Aber auch an der Umsetzung in der Kulturvermittlung hapert es allerdings teilweise noch. Als Kernproblem wurde im Werkstattgespräch herausgearbeitet, dass Behinderte vielfach noch als »Spezialgruppe« betrachtet und behandelt werden. Oder vereinfacht gesagt: Behinderte Bibliotheksnutzerinnern und -nutzer sind nicht eine Gruppe unter vielen, sondern werden als Sonderbedarf gesehen, die exkludiert und mit einem Spezialangebot versehen werden. Ein Erzähltheater mit sprechenden und tauben Menschen werden als Spezialangebot für Taube und nicht etwa ein Angebot für alle wahrgenommen. Angebote in leichter Sprache scheinen für Menschen mit kognitiven Einschränkungen gemacht zu sein und nicht etwa für die Allgemeinheit der Nutzerinnen und Nutzer, obwohl vermutlich viele sich durch weniger voraussetzungsvolle und einen akademischen Sprachstil geprägte Erläuterungen angesprochen fühlen würden.
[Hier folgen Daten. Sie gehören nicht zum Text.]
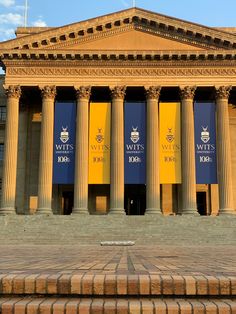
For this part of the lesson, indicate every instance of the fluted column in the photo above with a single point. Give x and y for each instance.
(153, 180)
(117, 151)
(188, 152)
(10, 151)
(46, 151)
(223, 151)
(81, 153)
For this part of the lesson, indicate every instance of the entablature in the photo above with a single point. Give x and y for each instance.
(105, 55)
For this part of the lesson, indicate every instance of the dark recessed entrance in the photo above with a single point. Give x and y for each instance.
(135, 199)
(202, 203)
(68, 201)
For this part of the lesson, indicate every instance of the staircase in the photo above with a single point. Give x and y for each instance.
(178, 265)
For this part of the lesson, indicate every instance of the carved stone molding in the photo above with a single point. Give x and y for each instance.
(223, 92)
(118, 92)
(153, 92)
(127, 72)
(48, 92)
(187, 92)
(83, 92)
(13, 91)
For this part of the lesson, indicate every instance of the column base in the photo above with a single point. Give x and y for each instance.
(153, 211)
(190, 211)
(227, 211)
(7, 211)
(44, 211)
(117, 211)
(80, 211)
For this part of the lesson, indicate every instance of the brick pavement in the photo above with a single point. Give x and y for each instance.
(177, 277)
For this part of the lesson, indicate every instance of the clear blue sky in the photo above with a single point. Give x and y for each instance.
(61, 12)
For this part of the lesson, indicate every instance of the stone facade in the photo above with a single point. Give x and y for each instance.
(128, 53)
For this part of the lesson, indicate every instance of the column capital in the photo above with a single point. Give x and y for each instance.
(222, 92)
(118, 92)
(48, 91)
(153, 92)
(13, 91)
(187, 92)
(83, 92)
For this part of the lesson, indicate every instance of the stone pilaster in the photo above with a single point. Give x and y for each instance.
(10, 151)
(81, 154)
(153, 180)
(223, 151)
(117, 151)
(46, 151)
(188, 152)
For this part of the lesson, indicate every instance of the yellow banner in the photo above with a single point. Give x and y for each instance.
(99, 143)
(170, 143)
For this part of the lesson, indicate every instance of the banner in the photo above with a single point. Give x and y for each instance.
(170, 143)
(205, 143)
(64, 143)
(99, 143)
(135, 143)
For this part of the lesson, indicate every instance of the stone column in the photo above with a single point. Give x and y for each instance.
(188, 152)
(21, 207)
(46, 151)
(81, 153)
(153, 176)
(10, 151)
(223, 151)
(117, 151)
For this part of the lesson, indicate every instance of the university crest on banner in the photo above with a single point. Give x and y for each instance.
(170, 136)
(134, 135)
(99, 136)
(64, 135)
(205, 135)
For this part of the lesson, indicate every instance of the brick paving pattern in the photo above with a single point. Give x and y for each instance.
(155, 277)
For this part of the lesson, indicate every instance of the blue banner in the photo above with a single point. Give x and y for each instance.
(64, 143)
(135, 143)
(205, 143)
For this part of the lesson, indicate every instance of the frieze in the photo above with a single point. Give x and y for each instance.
(153, 92)
(223, 92)
(48, 92)
(101, 72)
(188, 92)
(13, 91)
(83, 92)
(118, 92)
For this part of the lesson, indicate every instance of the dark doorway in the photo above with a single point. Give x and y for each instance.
(135, 199)
(68, 202)
(202, 203)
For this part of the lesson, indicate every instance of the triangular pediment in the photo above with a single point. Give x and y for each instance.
(132, 40)
(132, 29)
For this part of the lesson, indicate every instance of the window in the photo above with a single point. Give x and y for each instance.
(3, 113)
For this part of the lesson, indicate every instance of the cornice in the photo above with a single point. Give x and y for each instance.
(137, 18)
(120, 72)
(103, 56)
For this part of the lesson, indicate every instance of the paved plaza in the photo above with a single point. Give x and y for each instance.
(177, 265)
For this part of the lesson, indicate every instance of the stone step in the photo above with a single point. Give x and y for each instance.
(91, 229)
(57, 305)
(93, 285)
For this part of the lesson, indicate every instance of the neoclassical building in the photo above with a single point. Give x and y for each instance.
(131, 112)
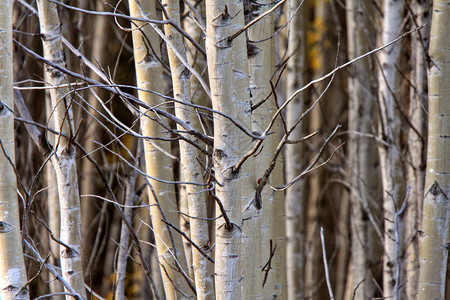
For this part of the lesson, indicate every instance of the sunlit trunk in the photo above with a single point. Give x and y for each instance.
(435, 231)
(13, 276)
(64, 158)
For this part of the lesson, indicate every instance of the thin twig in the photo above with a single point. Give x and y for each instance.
(397, 215)
(327, 272)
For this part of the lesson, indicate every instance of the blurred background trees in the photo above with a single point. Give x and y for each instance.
(213, 140)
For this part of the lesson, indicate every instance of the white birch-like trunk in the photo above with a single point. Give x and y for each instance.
(64, 158)
(13, 276)
(362, 152)
(260, 65)
(435, 236)
(390, 154)
(227, 66)
(122, 256)
(416, 159)
(295, 206)
(157, 164)
(191, 169)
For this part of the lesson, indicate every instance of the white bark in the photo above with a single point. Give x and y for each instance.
(64, 158)
(228, 79)
(390, 154)
(362, 153)
(295, 208)
(435, 237)
(12, 269)
(416, 157)
(157, 164)
(191, 169)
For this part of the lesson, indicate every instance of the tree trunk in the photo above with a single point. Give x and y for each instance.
(13, 276)
(227, 67)
(295, 206)
(191, 169)
(435, 234)
(390, 130)
(363, 159)
(64, 158)
(416, 155)
(158, 164)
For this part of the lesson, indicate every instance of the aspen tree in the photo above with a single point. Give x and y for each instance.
(416, 145)
(64, 158)
(13, 277)
(295, 203)
(157, 164)
(362, 155)
(228, 69)
(435, 231)
(191, 169)
(260, 65)
(389, 131)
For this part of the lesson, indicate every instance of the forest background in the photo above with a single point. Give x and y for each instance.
(224, 149)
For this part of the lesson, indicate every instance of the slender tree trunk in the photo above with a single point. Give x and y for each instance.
(227, 67)
(54, 218)
(13, 276)
(157, 164)
(261, 66)
(416, 159)
(362, 154)
(390, 129)
(64, 158)
(122, 256)
(435, 235)
(190, 166)
(295, 209)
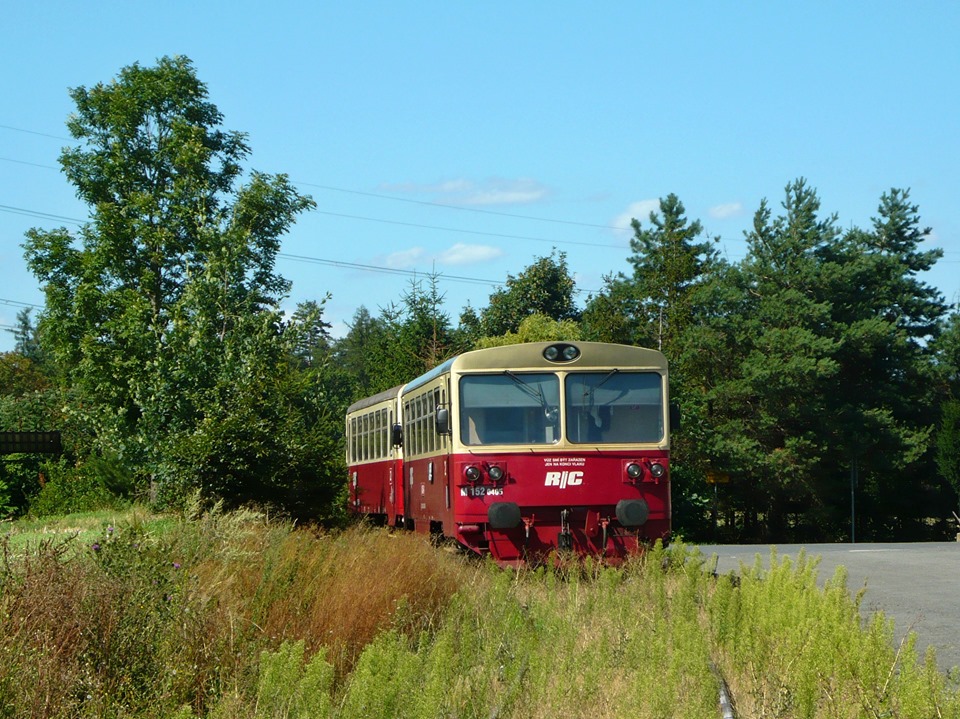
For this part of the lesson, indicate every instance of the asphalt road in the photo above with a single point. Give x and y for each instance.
(916, 585)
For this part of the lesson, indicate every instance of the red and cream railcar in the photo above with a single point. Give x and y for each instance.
(524, 450)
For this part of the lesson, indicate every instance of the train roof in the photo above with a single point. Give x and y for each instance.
(388, 394)
(530, 354)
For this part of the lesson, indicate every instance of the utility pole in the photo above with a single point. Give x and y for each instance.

Die Herausforderung besteht darin, weniger in Kästchen zu denken und zu handeln, nach dem Motto hier das Angebot für die »Normalen« und dort das für Behinderte, hier die Präsentation für die Alteingesessenen und dort für die diverse Stadtgesellschaft und vieles andere mehr. Das bedeutet zugleich, zielgruppenspezifische Angebote zumindest zu hinterfragen und zu überlegen, was es heißt, ein Kulturangebot für alle bereitzuhalten, und wie können alle davon erfahren. Diese und weitere Fragestellungen werden in den nächsten beiden Werkstattgesprächen vertieft, um dann Ende des kommenden Jahres Teilhabeempfehlungen vorzulegen.
Was die Ortsbegehung der Stiftung Humboldt Forum angeht, hat sie, das ist unser Fazit, die »Nagelprobe« bestanden. Gratulation!